Захаров явно не случайно последний абзац к посланию о “злоупотреблениях” присовокупляет: в 1946–м в Москве и окрест вовсю крутилось–раскручивалось “дело генералов”, вагонами вывозивших трофеи из Западной Европы; да не барахло какое, а все больше вещи дорогостоящие, включая антиквариат. Генералиссимусу очень не понравилась объявившаяся “страна Лимония, сплошная Чемодания” — и головы вперемешку с золотыми вагонами полетели–и! Потому–то и написали мы вначале о первом МАССОВОМ поступлении трофеев в Норильск в 1945–1946 годах; была и “вторая волна”, позже только, когда реквизированное у генералов (и чинов поменьше) распределялось по стране; был и малозаметный и плохо прослеживаемый в архивах хилый ручеек трофеев из Японии.
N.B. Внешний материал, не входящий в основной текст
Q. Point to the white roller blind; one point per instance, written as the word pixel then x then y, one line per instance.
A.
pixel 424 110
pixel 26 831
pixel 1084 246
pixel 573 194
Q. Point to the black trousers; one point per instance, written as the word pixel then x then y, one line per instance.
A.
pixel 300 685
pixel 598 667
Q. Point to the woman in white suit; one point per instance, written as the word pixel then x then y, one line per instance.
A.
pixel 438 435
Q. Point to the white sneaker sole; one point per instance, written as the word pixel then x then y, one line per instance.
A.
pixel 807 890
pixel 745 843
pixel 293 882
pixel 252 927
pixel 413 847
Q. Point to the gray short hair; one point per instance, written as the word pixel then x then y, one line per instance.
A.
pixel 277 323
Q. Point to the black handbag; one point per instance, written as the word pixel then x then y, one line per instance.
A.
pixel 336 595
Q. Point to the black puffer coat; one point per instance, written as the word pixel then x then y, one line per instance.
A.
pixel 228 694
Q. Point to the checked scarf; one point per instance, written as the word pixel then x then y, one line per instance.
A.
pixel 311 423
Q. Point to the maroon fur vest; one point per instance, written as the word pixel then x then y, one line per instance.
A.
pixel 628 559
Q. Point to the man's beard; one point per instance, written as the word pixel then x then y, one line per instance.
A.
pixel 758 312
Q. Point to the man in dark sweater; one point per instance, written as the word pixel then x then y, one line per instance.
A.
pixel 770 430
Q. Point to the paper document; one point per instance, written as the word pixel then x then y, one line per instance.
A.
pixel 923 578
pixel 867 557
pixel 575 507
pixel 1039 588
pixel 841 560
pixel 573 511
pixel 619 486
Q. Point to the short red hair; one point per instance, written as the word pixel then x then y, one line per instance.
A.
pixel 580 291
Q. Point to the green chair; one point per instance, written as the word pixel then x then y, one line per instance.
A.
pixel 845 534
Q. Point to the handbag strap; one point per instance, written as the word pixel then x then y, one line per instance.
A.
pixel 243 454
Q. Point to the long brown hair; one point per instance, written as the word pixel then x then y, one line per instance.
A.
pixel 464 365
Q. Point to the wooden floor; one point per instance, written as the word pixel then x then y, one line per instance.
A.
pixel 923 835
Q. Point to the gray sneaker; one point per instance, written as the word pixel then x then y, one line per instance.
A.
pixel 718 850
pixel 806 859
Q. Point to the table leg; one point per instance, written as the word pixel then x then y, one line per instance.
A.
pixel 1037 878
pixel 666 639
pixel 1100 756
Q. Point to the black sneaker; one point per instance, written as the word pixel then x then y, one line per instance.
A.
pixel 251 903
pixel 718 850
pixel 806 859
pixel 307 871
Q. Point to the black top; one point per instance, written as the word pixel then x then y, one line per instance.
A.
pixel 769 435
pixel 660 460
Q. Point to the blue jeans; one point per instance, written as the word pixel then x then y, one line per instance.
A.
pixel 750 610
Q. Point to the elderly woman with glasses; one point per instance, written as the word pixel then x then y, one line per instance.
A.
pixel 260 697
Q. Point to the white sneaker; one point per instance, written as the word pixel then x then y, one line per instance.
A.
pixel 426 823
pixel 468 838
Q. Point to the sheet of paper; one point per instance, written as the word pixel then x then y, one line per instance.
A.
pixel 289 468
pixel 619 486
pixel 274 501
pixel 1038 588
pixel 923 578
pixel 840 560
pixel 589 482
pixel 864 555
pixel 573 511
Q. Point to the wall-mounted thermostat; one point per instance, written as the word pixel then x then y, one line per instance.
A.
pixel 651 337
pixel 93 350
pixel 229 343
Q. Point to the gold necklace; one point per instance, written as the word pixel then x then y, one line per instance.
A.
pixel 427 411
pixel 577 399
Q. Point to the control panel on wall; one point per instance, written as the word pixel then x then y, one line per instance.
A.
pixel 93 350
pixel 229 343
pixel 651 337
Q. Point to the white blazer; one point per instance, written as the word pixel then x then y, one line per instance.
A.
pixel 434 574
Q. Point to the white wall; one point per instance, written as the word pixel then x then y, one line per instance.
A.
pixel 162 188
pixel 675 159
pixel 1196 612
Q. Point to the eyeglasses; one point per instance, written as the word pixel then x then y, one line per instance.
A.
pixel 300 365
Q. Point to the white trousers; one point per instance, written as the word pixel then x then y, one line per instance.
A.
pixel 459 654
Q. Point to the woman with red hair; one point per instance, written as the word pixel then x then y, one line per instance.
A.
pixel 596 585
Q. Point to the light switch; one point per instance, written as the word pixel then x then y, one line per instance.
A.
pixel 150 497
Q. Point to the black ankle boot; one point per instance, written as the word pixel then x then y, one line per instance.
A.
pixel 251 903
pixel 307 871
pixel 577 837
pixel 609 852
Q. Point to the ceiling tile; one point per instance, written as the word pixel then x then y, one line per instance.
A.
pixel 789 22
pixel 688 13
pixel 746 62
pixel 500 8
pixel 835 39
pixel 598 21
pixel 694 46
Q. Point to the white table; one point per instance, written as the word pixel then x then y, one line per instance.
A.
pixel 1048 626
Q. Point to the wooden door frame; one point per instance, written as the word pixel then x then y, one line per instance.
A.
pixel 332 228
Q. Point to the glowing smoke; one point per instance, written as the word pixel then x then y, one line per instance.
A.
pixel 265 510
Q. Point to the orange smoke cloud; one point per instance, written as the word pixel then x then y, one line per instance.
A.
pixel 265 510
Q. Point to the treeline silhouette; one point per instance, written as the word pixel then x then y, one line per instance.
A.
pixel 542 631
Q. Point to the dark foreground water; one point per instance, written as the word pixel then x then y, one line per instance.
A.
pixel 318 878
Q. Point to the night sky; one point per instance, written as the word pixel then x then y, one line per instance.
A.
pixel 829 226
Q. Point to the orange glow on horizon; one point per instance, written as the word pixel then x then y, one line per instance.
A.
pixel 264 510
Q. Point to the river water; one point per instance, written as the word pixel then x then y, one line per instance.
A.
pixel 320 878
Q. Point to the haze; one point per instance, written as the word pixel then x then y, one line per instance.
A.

С помощью Сергея Рыбакова, добровольного хранителя небольшого, но интересным просто нашпигованного музея связи “Норильск–Телекома” мы вспомнили, как уже не лошадок, а 11 “опелей” делил с великими трудами директор комбината в 1948 году. Боже мой! Судя по рапортам начальников, дальнейшая судьба вверенных им предприятий напрямую зависела от наличия “опеля”. А кому, скажите, не захотелось бы в невиданном доселе комфорте рассекать заполярные дорожные хляби?! А немецкая надежность авто? То–то...

А про лошадей “по прилагаемой программе” до конца 1945(?) года Панюкову докладывает начальник Красноярского отделения Норильскснаба Бржезовский — всего трофейных лошадок тысяча “вместе с таборным имуществом и гуртовыми ведомостями”. Среди той тысячи “верховые и легко–транспортные” лошади отсутствуют вовсе, “тяжело–транспортных” же числом 70, а все прочие — “сельскохозяйственные”, большинство которых осталось в подсобных (многочисленных) хозяйствах комбината, но было немало добравшихся, службу неся, аж до Карского моря.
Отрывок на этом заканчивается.